Cameron Kaiser c9b2922b70 hello FPR
2017-04-19 00:56:45 -07:00
..
2017-04-19 00:56:45 -07:00
2017-04-19 00:56:45 -07:00
2017-04-19 00:56:45 -07:00
2017-04-19 00:56:45 -07:00
2017-04-19 00:56:45 -07:00
2017-04-19 00:56:45 -07:00
2017-04-19 00:56:45 -07:00

Logalloc is a replace-malloc library for Firefox (see
memory/build/replace_malloc.h) that dumps a log of memory allocations to a
given file descriptor or file name. That log can then be replayed against
Firefox's default memory allocator independently or through another
replace-malloc library, allowing the testing of other allocators under the
exact same workload.

To get an allocation log the following environment variables need to be set
when starting Firefox:
- on Linux:
  LD_PRELOAD=/path/to/liblogalloc.so
- on Mac OSX:
  DYLD_INSERT_LIBRARIES=/path/to/liblogalloc.dylib
- on Windows:
  MOZ_REPLACE_MALLOC_LIB=/path/to/logalloc.dll
- on Android:
  MOZ_REPLACE_MALLOC_LIB=/path/to/liblogalloc.so
  (see https://wiki.mozilla.org/Mobile/Fennec/Android#Arguments_and_Environment_Variables
  for how to pass environment variables to Firefox for Android)

- on all platforms:
  MALLOC_LOG=/path/to/log-file
  or
  MALLOC_LOG=number

When MALLOC_LOG is a number below 10000, it is considered as a file
descriptor number that is fed to Firefox when it is started. Otherwise,
it is considered as a file name.

As those allocation logs can grow large quite quickly, it can be useful
to pipe the output to a compression tool.
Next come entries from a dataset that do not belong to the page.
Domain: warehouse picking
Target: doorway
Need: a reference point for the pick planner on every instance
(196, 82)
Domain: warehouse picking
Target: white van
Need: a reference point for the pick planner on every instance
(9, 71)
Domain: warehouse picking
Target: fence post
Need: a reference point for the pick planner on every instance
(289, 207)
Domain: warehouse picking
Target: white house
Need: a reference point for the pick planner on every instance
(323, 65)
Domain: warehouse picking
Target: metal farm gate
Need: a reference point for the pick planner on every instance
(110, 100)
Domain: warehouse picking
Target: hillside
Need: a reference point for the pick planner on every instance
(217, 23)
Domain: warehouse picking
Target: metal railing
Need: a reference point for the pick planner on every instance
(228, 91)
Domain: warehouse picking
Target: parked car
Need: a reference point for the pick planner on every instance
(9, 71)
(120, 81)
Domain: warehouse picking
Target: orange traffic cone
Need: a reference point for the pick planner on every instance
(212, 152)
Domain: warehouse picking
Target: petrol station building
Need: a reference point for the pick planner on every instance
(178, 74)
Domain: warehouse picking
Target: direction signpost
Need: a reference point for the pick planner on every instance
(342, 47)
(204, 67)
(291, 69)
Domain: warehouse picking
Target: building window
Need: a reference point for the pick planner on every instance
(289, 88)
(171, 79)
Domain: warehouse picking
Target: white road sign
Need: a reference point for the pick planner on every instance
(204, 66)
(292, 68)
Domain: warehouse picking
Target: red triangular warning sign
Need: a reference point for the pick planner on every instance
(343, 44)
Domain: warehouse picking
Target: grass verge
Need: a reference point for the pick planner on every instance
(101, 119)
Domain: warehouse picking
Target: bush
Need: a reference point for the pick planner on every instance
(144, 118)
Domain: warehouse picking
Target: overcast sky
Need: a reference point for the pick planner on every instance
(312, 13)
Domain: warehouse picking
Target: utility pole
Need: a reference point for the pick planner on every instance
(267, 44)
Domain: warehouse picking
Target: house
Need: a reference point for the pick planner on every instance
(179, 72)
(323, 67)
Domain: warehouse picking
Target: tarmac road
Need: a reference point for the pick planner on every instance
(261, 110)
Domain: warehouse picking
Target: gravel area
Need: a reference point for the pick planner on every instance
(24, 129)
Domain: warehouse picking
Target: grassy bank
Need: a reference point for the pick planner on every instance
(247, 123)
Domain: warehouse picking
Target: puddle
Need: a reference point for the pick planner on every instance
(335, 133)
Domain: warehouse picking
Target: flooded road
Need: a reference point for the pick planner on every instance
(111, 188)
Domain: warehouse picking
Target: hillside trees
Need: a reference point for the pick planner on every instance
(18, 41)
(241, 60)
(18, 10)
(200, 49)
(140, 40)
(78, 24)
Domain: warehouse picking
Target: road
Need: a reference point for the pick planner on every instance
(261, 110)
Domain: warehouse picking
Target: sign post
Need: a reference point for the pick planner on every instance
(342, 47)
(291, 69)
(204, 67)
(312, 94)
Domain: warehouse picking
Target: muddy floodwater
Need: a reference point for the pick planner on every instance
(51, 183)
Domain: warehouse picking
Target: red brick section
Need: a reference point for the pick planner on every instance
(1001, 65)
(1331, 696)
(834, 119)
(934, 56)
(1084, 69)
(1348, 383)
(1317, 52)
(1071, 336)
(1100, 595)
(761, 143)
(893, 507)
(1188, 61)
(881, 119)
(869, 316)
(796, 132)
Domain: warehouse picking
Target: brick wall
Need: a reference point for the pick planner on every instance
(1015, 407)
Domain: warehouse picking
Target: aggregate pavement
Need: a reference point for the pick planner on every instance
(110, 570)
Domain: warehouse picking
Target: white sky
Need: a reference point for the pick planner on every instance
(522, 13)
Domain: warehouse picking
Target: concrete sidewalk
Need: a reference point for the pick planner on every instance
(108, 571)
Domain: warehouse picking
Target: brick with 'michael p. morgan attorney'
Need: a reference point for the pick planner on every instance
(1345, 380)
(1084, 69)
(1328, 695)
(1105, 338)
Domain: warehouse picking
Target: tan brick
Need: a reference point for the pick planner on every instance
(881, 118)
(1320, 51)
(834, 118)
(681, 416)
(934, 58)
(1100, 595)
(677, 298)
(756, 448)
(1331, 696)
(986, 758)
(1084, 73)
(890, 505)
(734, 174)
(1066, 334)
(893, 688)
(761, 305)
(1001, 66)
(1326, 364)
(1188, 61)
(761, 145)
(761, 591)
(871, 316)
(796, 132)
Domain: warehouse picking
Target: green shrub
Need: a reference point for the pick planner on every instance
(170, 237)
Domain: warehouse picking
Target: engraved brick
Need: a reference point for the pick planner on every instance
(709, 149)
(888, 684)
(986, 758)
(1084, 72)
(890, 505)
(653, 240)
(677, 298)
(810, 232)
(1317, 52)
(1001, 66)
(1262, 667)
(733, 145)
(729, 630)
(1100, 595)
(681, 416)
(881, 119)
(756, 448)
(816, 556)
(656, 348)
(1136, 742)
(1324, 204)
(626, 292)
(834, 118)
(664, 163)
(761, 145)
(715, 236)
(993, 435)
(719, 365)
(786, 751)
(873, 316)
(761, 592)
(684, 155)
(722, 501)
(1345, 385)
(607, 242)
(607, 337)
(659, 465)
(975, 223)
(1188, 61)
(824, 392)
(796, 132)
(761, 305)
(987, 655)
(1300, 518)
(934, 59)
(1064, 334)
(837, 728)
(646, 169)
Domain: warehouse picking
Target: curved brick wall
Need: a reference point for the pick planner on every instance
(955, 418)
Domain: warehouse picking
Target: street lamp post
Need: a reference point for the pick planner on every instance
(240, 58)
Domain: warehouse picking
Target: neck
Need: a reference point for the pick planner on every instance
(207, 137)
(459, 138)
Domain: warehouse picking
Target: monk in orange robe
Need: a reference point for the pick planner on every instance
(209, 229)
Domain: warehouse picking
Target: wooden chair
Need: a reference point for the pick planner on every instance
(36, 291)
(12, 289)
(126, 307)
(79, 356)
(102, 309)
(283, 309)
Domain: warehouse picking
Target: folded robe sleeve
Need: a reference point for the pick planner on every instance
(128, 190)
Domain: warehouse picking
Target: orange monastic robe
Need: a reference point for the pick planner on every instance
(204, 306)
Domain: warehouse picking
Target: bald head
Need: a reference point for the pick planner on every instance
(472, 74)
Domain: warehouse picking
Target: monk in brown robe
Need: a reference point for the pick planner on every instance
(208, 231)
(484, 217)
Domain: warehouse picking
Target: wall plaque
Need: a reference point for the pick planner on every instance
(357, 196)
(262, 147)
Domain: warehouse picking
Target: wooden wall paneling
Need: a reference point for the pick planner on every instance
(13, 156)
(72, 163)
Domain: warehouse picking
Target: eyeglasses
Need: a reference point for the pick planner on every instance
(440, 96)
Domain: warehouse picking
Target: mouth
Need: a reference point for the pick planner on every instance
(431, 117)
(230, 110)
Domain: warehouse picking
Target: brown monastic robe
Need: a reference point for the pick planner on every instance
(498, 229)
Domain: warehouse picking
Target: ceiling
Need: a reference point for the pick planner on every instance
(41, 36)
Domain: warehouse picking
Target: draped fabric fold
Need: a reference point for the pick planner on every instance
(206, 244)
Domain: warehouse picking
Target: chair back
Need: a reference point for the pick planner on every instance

MALLOC_LOG=1 would send to Firefox's stdout, MALLOC_LOG=2 would send to
its stderr. Since in both cases that could be mixed with other output
from Firefox, it is usually better to use another file descriptor
by shell redirections, such as:

  MALLOC_LOG=3 firefox 3>&1 1>&2 | gzip -c > log.gz

(3>&1 copies the `| gzip` pipe file descriptor to file descriptor #3, 1>&2
then copies stderr to stdout. This leads to: fd1 and fd2 sending to stderr
of the parent process (the shell), and fd3 sending to gzip.)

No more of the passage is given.